Smoke test after cutover:

  • Assistant message renders; markdown + citations work in body.
  • All connector tool calls render in timeline only (none in body).
  • Reasoning steps render in timeline.
  • Single HITL flow (Notion update): approve, edit, reject — each transitions through the phases correctly.
  • Multiple pending HITL cards: each renders inline at its position; deciding one doesn't affect the others.
  • Doom-loop approval renders the special card.
  • Revert button works on completed default-fallback cards and survives reload.
  • Subagent name renaming on task parent step.

9. Migration plan (strangler fig, single atomic cutover)

Phase A — Build the new slice in parallel

In dependency order: hitl/ first (leaf), then timeline/. The existing code (thinking-steps.tsx, tool-fallback.tsx, assistant-message.tsx's tool registry, etc.) remains fully functional throughout Phase A.

  1. Port hitl/ primitives. Apply SRP splits (edit panel into 5 files). hitl/approval-cards/{generic,doom-loop}-approval.tsx are ported as standalone components — they're what the fallback mounts and what per-tool integrations may compose on top of.
  2. Build timeline/ slice. Implement buildTimeline from scratch (do NOT copy thinking-steps logic verbatim — design the pure function around the new union).
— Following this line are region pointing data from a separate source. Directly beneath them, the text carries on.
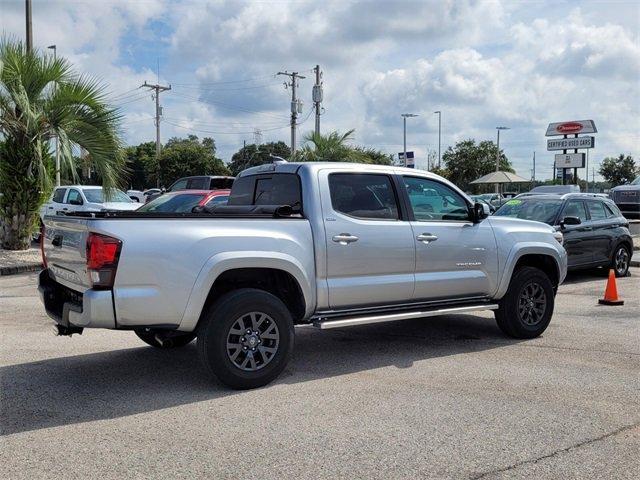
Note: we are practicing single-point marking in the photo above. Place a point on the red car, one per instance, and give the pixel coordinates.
(183, 201)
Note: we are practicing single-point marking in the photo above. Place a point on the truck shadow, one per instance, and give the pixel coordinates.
(98, 386)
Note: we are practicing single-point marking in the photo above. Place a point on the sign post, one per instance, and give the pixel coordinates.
(573, 160)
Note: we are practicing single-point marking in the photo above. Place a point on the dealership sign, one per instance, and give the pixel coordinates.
(571, 128)
(570, 143)
(570, 160)
(410, 163)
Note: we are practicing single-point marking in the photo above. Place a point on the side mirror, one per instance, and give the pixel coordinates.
(570, 221)
(480, 211)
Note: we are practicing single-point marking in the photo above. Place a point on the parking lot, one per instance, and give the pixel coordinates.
(446, 397)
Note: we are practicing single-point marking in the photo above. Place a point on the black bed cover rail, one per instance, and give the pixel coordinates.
(215, 211)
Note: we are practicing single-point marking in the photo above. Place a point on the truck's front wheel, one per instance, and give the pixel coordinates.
(526, 309)
(246, 338)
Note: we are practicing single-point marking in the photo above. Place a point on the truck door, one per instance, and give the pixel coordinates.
(370, 247)
(455, 258)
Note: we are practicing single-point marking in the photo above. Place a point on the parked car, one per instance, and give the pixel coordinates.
(551, 189)
(201, 182)
(185, 200)
(484, 198)
(627, 198)
(595, 232)
(324, 244)
(85, 198)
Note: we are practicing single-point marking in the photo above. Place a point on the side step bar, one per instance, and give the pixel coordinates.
(390, 317)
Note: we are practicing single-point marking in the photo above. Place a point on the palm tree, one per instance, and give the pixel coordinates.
(41, 98)
(335, 147)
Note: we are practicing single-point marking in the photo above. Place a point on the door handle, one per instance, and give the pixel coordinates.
(426, 238)
(345, 238)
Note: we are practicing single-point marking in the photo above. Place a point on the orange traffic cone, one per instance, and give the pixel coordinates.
(611, 292)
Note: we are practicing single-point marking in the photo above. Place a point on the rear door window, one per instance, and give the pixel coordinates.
(575, 208)
(58, 195)
(275, 189)
(74, 196)
(596, 210)
(197, 184)
(366, 196)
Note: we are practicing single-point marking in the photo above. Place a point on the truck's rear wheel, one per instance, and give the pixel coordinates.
(246, 338)
(160, 339)
(526, 309)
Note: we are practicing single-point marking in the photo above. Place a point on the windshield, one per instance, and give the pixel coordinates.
(180, 203)
(94, 195)
(540, 210)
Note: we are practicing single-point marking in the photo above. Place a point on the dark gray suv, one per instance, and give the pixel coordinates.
(596, 234)
(627, 198)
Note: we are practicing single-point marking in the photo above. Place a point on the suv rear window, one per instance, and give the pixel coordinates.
(59, 195)
(272, 189)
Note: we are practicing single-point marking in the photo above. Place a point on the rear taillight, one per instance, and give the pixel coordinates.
(44, 259)
(103, 253)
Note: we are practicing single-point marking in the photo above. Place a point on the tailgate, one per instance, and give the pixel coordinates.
(65, 245)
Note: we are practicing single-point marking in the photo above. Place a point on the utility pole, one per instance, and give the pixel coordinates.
(55, 56)
(29, 29)
(158, 89)
(317, 97)
(296, 107)
(498, 155)
(534, 166)
(404, 137)
(439, 135)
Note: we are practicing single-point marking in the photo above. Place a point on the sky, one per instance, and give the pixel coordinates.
(483, 63)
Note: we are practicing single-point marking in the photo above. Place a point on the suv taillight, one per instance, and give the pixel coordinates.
(103, 253)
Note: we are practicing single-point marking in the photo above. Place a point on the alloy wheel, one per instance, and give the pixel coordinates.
(532, 303)
(252, 341)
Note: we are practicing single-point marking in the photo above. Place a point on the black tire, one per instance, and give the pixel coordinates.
(222, 350)
(521, 313)
(620, 261)
(166, 339)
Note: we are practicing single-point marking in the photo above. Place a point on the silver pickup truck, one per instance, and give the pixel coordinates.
(326, 244)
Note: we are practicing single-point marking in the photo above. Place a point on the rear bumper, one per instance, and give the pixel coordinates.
(91, 309)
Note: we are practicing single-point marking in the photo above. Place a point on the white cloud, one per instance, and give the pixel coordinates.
(482, 63)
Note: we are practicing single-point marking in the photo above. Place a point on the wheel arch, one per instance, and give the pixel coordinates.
(274, 272)
(542, 257)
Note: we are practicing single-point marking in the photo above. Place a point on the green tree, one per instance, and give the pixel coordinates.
(254, 155)
(469, 160)
(620, 170)
(183, 157)
(141, 163)
(336, 147)
(41, 98)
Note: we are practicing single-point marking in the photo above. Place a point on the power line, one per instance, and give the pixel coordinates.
(230, 107)
(158, 89)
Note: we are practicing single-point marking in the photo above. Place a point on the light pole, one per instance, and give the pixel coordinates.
(55, 57)
(439, 134)
(404, 124)
(498, 155)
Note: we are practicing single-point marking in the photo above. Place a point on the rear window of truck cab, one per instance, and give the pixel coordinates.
(269, 189)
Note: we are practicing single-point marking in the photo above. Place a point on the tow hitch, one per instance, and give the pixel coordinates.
(61, 330)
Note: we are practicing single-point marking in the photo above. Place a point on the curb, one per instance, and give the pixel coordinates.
(25, 267)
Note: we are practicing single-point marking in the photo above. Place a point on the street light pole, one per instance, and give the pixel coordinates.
(498, 155)
(55, 57)
(404, 124)
(439, 134)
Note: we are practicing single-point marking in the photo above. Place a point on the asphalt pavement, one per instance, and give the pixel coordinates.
(446, 397)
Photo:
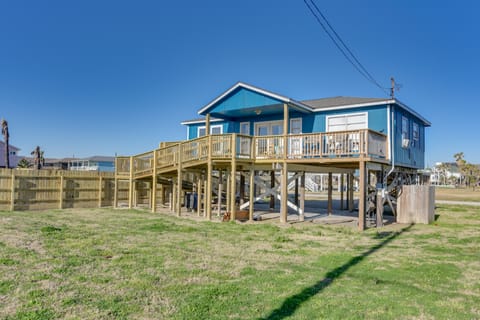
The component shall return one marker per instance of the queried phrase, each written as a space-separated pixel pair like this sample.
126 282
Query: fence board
53 189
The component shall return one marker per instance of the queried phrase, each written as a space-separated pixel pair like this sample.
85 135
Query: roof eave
258 90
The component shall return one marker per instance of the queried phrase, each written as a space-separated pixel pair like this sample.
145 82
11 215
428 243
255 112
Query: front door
273 144
295 140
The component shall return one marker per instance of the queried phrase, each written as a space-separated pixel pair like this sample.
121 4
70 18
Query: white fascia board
258 90
200 121
404 106
390 101
358 105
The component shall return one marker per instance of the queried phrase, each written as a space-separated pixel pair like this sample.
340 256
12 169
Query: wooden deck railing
344 144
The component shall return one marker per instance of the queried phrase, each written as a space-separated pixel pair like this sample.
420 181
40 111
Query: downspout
385 191
392 145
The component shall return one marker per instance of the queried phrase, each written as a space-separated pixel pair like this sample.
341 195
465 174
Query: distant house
14 158
95 163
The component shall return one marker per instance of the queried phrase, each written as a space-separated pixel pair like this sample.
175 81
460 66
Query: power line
336 39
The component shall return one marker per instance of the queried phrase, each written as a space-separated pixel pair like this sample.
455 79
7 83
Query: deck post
284 184
12 191
174 195
272 185
60 190
284 194
130 186
219 197
242 188
227 202
350 188
233 187
207 125
205 186
296 192
251 195
341 191
199 194
154 182
208 202
301 216
379 206
100 189
179 181
115 192
361 197
330 190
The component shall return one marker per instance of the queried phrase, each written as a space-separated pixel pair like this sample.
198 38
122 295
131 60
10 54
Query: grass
457 194
127 264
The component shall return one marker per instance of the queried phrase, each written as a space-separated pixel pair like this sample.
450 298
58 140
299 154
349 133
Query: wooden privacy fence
57 189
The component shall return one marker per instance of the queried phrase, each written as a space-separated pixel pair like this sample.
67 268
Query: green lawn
126 264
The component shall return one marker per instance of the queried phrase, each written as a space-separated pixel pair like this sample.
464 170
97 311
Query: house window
245 128
405 133
217 129
296 125
416 132
347 122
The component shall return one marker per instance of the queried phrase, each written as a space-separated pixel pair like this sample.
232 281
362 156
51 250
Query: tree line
37 153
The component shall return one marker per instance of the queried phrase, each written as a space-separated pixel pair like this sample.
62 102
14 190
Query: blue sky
90 78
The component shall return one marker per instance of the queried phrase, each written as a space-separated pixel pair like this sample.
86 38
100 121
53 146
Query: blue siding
414 155
242 98
312 122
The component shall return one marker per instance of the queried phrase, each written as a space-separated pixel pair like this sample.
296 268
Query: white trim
358 105
200 121
301 125
345 115
269 123
240 127
211 129
258 90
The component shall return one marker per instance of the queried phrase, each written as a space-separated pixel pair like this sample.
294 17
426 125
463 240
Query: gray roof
340 101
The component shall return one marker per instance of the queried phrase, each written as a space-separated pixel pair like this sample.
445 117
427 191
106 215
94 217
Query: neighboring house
445 173
95 163
14 158
248 132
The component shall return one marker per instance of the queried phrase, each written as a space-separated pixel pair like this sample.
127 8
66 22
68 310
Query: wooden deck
312 148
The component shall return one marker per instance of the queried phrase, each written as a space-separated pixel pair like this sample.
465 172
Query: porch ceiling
264 110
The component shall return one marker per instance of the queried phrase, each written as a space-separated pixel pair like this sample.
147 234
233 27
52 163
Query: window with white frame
405 133
245 128
216 129
416 132
347 122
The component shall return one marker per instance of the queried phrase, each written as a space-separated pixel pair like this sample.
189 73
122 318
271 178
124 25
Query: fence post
12 197
131 185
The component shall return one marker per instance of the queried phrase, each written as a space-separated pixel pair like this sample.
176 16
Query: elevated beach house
248 133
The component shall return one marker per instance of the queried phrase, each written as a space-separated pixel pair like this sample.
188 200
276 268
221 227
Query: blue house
247 131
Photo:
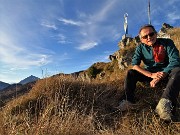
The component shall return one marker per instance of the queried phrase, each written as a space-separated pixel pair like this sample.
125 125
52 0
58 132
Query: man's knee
131 72
175 73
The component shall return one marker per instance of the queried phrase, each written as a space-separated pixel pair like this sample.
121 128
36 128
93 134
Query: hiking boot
125 105
164 109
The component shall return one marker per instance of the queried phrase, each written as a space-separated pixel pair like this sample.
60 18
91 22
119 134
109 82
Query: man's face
148 36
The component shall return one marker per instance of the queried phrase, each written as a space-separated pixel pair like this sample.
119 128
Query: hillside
84 103
3 85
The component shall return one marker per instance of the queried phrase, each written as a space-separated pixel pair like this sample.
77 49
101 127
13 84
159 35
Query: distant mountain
29 79
3 85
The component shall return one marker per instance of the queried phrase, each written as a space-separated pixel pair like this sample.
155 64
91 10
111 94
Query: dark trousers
171 91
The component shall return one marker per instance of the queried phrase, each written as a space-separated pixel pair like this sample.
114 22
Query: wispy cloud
70 22
174 16
17 56
49 25
87 46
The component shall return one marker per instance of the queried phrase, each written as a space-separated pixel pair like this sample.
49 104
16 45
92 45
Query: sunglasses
150 35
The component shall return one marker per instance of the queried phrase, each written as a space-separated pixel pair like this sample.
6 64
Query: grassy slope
65 105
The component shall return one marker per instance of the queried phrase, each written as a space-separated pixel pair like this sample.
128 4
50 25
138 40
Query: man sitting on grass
162 62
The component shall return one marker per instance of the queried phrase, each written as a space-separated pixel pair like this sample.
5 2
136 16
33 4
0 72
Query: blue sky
46 37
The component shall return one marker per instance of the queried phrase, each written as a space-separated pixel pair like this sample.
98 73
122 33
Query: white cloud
173 16
48 25
17 56
87 46
70 22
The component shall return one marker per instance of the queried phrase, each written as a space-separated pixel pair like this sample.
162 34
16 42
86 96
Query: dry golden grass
64 105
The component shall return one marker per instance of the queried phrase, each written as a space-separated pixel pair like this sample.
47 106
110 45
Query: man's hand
154 82
158 75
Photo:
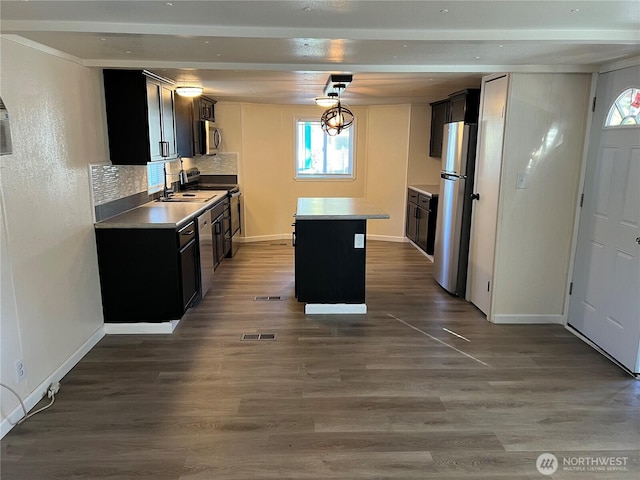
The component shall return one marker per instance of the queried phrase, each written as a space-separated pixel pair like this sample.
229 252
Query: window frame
323 177
615 105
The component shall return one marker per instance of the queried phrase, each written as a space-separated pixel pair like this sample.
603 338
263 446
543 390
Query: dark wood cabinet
465 106
140 117
421 220
205 108
186 138
147 274
439 116
462 106
328 267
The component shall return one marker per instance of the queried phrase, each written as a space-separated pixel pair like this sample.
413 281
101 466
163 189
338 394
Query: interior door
605 300
487 185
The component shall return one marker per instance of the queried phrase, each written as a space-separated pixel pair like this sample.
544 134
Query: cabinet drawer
186 234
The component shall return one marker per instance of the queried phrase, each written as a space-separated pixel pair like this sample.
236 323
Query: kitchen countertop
343 208
163 214
430 190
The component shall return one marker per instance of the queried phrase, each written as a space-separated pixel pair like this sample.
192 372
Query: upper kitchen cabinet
439 116
140 117
205 108
186 132
464 106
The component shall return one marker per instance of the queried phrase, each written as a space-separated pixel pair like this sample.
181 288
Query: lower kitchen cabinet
147 274
421 219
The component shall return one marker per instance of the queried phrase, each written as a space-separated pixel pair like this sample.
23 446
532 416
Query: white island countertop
342 208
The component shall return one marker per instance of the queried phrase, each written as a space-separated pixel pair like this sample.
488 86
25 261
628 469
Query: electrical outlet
54 388
20 372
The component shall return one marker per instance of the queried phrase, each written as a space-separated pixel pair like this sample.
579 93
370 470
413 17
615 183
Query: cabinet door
421 230
439 116
189 273
154 109
423 221
185 126
168 122
412 221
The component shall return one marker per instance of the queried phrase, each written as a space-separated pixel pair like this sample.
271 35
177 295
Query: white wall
544 135
51 304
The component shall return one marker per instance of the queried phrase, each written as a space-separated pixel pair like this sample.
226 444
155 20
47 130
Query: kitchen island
330 253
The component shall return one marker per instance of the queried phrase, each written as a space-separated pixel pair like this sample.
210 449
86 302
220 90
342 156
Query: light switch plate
521 181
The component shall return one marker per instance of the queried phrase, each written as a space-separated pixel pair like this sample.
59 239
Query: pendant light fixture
337 118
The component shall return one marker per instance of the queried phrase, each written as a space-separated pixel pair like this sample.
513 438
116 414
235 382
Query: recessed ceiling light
189 91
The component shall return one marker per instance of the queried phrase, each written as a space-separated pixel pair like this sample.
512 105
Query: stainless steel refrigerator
453 225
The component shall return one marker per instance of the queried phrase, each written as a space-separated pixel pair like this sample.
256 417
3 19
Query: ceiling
283 51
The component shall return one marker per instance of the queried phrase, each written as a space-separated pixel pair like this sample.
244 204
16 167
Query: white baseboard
140 328
334 308
287 236
386 238
41 390
527 319
265 238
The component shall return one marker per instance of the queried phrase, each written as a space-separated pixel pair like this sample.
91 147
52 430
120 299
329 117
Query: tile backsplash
220 164
113 182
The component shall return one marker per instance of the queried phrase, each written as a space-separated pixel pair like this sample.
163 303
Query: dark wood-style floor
387 395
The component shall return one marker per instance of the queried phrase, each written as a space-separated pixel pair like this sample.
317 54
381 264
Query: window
155 177
625 110
320 156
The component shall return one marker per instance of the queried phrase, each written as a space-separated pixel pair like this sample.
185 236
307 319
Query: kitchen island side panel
328 267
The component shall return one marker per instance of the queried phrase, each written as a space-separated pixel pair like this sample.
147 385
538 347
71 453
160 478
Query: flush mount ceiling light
189 91
338 118
328 100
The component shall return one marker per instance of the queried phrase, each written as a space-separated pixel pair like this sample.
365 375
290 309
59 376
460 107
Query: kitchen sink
184 199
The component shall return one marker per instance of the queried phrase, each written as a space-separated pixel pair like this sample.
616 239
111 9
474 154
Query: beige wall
263 136
544 135
423 169
50 295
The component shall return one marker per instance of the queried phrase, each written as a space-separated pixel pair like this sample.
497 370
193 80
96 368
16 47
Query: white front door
487 186
605 300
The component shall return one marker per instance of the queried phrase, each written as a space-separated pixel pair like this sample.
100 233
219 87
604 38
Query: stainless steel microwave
210 138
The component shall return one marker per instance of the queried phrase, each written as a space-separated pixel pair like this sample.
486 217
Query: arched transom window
625 110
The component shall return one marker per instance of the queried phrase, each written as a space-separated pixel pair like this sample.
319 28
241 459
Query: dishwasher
205 244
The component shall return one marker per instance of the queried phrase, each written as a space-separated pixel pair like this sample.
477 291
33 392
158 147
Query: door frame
487 79
576 218
574 244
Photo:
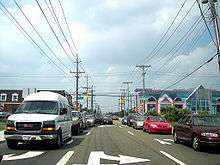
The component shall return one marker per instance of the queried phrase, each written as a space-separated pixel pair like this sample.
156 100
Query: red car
157 124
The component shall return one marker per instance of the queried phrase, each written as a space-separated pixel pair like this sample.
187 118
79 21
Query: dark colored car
107 120
4 114
157 124
124 121
198 130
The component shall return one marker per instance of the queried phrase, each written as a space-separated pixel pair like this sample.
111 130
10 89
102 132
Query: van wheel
175 138
195 143
59 140
12 144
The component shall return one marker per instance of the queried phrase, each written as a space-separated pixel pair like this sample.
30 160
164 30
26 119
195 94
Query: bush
173 114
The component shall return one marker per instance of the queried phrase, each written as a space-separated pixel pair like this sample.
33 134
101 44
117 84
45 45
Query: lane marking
130 133
169 140
26 155
65 158
172 158
162 142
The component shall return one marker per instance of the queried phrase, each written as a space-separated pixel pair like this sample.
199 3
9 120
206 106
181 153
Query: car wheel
175 138
12 144
195 143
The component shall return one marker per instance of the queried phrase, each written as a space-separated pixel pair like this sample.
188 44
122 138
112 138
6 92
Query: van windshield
39 107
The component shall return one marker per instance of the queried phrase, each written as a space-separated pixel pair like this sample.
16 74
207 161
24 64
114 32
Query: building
10 99
195 100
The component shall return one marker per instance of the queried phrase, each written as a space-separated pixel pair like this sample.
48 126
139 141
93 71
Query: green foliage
151 113
173 114
203 113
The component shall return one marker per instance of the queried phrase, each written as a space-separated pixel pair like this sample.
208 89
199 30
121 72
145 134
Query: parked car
198 130
4 115
157 124
138 122
90 120
42 116
107 120
77 123
130 120
124 120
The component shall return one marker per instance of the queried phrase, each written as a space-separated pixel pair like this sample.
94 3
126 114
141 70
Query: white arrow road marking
172 158
162 142
96 156
65 158
26 155
130 133
169 140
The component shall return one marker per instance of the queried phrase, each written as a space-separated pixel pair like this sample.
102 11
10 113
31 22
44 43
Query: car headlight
207 134
10 125
153 125
49 125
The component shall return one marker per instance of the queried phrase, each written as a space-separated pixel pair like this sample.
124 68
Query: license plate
26 137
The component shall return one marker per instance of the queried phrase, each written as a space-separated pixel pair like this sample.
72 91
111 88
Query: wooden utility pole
143 67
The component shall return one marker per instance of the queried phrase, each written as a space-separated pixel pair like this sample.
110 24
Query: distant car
90 120
77 123
107 120
124 121
115 117
4 114
130 120
157 124
198 130
138 122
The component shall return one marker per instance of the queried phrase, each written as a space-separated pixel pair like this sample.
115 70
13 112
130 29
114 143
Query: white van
42 116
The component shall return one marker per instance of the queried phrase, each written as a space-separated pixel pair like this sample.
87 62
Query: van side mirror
63 111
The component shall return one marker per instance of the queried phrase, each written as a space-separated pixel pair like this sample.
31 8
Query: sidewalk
2 136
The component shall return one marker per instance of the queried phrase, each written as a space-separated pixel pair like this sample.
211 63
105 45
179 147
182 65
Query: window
14 97
3 97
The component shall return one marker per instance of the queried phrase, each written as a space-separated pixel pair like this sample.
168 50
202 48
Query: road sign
96 156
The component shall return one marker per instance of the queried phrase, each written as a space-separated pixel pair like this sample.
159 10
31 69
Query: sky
111 38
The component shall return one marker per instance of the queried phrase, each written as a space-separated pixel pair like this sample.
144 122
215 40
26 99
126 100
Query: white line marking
162 142
172 158
65 158
170 140
130 133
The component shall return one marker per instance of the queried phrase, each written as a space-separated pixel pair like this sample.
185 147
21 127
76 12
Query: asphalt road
115 144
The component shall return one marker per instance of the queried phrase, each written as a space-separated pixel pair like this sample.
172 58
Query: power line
173 32
27 36
39 35
189 74
54 33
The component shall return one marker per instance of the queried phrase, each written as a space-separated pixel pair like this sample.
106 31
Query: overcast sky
112 37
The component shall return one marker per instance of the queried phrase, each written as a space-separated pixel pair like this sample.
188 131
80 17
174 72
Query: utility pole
214 19
77 80
143 67
128 92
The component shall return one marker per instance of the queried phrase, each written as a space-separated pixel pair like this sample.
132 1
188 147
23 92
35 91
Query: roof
45 96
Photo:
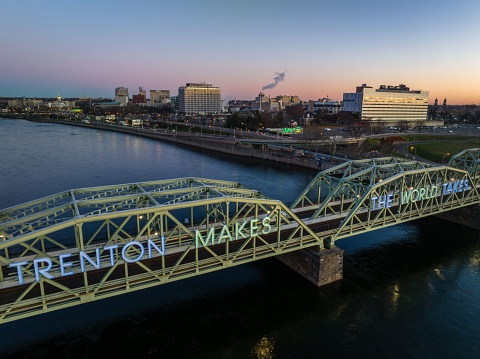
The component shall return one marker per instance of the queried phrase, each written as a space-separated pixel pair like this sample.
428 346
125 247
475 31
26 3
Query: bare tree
418 125
402 125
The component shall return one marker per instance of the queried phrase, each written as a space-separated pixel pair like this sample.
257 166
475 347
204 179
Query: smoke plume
279 77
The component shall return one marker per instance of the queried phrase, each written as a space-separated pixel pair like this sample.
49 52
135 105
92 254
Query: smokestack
279 77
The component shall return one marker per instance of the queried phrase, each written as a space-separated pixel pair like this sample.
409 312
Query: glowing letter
65 264
210 237
112 254
151 244
82 255
253 228
128 245
43 271
266 225
19 270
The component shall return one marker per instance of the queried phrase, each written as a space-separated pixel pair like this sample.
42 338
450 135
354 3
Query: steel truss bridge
87 244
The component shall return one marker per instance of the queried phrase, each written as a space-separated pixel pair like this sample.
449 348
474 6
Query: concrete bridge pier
319 266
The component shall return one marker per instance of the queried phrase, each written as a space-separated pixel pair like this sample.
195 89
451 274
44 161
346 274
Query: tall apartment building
265 103
199 98
160 96
121 95
387 103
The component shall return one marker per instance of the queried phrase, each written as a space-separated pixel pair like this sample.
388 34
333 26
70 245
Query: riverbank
230 146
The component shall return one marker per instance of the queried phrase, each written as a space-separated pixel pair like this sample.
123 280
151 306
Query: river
409 291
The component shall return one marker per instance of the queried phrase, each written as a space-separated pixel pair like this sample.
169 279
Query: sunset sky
325 47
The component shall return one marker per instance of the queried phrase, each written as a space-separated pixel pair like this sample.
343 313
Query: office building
121 96
387 103
159 97
200 99
324 105
265 103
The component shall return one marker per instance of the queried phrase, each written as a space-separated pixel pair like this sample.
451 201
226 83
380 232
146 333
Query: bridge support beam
320 267
466 216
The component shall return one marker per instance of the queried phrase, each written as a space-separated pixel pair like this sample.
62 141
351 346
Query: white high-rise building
200 99
121 95
387 103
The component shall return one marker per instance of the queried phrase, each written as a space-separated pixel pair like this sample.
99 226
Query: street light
446 154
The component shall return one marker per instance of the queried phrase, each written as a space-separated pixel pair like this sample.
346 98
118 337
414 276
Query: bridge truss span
86 244
369 194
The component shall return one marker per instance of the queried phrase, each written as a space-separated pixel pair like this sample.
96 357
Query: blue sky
325 47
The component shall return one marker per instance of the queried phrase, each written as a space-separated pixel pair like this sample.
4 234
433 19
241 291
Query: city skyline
312 49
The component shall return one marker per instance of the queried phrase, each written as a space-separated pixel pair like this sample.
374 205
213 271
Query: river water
409 291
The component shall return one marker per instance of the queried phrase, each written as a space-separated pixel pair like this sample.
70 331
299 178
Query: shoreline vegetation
248 144
226 145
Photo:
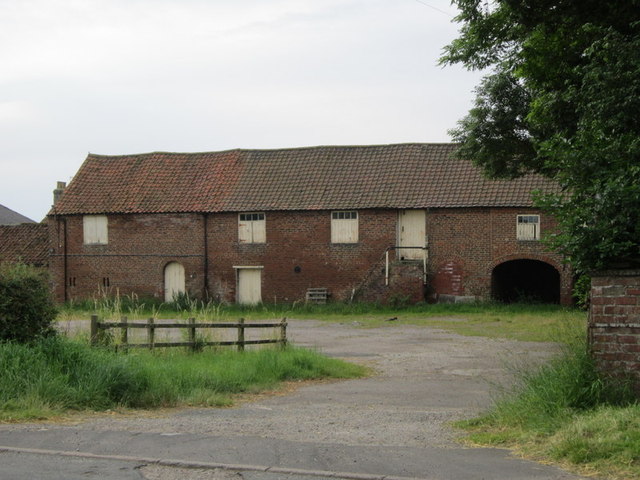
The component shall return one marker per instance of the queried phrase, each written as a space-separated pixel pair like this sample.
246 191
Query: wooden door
249 286
173 281
411 233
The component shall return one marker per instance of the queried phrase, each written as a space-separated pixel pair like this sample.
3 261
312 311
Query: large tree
562 100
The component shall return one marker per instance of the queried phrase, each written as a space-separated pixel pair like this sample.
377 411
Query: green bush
27 311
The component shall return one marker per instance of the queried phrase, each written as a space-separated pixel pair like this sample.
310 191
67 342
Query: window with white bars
252 228
94 229
528 227
344 227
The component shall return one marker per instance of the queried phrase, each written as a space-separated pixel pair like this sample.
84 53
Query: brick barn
374 223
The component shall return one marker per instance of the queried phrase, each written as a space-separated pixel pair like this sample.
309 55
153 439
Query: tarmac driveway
392 425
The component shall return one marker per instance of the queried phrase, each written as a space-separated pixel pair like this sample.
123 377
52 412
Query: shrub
27 311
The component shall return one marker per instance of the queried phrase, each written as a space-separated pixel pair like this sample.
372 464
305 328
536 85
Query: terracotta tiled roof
28 243
312 178
9 217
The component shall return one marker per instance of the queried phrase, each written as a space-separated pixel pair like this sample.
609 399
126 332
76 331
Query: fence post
151 333
124 333
240 335
283 332
192 333
93 336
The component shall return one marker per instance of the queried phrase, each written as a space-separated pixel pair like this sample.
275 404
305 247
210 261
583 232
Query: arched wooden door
173 281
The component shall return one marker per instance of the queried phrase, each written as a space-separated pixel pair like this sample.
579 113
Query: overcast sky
132 76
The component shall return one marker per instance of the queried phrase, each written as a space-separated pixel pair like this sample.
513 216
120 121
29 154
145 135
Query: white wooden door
173 281
249 286
411 233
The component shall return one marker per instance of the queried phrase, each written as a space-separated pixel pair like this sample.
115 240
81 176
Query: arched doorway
173 281
525 281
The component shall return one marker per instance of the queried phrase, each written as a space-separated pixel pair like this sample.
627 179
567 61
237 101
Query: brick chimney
59 190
Build the tool-registry/ with TimelineToolComponent contract; the registry imports from components/tool-ui/* (no file moves yet).
  3. Add unit tests as listed in §8.
  4. Verify: tsc clean, biome clean, no consumer file touched, no linter regressions.

Phase B — Atomic cutover (single commit)

File Change
components/assistant-ui/assistant-message.tsx Replace TOOLS_BY_NAME/TOOLS_FALLBACK definitions with BODY_TOOLS (initially empty) + tools={{ fallback: () => null }}. Replace ThinkingStepsDataUI registration with TimelineDataUI.
components/public-chat/public-thread.tsx Same registry + data UI swap.
app/dashboard/.../new-chat/page.tsx Switch ThinkingStepsDataUITimelineDataUI. Drop HitlBundleProvider (no longer needed).
components/free-chat/free-chat-page.tsx Switch ThinkingStepsDataUITimelineDataUI.
components/public-chat/public-chat-view.tsx Same.
components/layout/ui/right-panel/RightPanel.tsx Switch HitlEditPanel import to @/features/chat-messages/hitl.
The 15 components/tool-ui/* HITL-aware integration files (a) Switch HITL imports from @/lib/hitl, @/hooks/use-hitl-phase, @/atoms/chat/hitl-edit-panel.atom@/features/chat-messages/hitl. (b) Retype from ToolCallMessagePartComponentTimelineToolComponent (mechanical type rename).

Phase C — Delete legacy

After cutover passes smoke tests:

  • components/assistant-ui/thinking-steps.tsx
  • components/assistant-ui/tool-fallback.tsx
  • lib/chat/delegation-span-indent.ts
  • lib/hitl/ (entire folder)
  • components/hitl-bundle-pager/ (entire folder)
  • components/tool-ui/generic-hitl-approval.tsx
  • components/tool-ui/doom-loop-approval.tsx
  • components/hitl-edit-panel/ (entire folder)
  • hooks/use-hitl-phase.ts
  • atoms/chat/hitl-edit-panel.atom.ts

Verify: no orphan files, no dead imports, no test regressions.


10. Out of scope (and one consumer relationship)

10.1 The 63 components/tool-ui/* integrations

These are first-class consumers of hitl/ and the TimelineToolComponent contract. They are imported by timeline/tool-registry/registry.ts to build TOOLS_BY_NAME. They never reach into timeline/ themselves.

They stay where they are. Future option to move them is a separate, mechanical follow-up refactor.

10.2 Not touched by this refactor

  • The composer (input bar, mention picker, prompt picker, tool toggles).
  • The streaming pipeline (lib/chat/streaming-state.ts, stream-pipeline.ts, thread-persistence.ts).
  • The chat-comments sidebar.
  • The message frame (assistant-message.tsx, user-message.tsx, markdown-text.tsx, inline-citation.tsx) beyond swapping the registry imports.

If any of these become a blocker for the refactor (e.g. the streaming pipeline needs a metadata field that doesn't exist), surface it explicitly and decide whether to expand scope before touching it.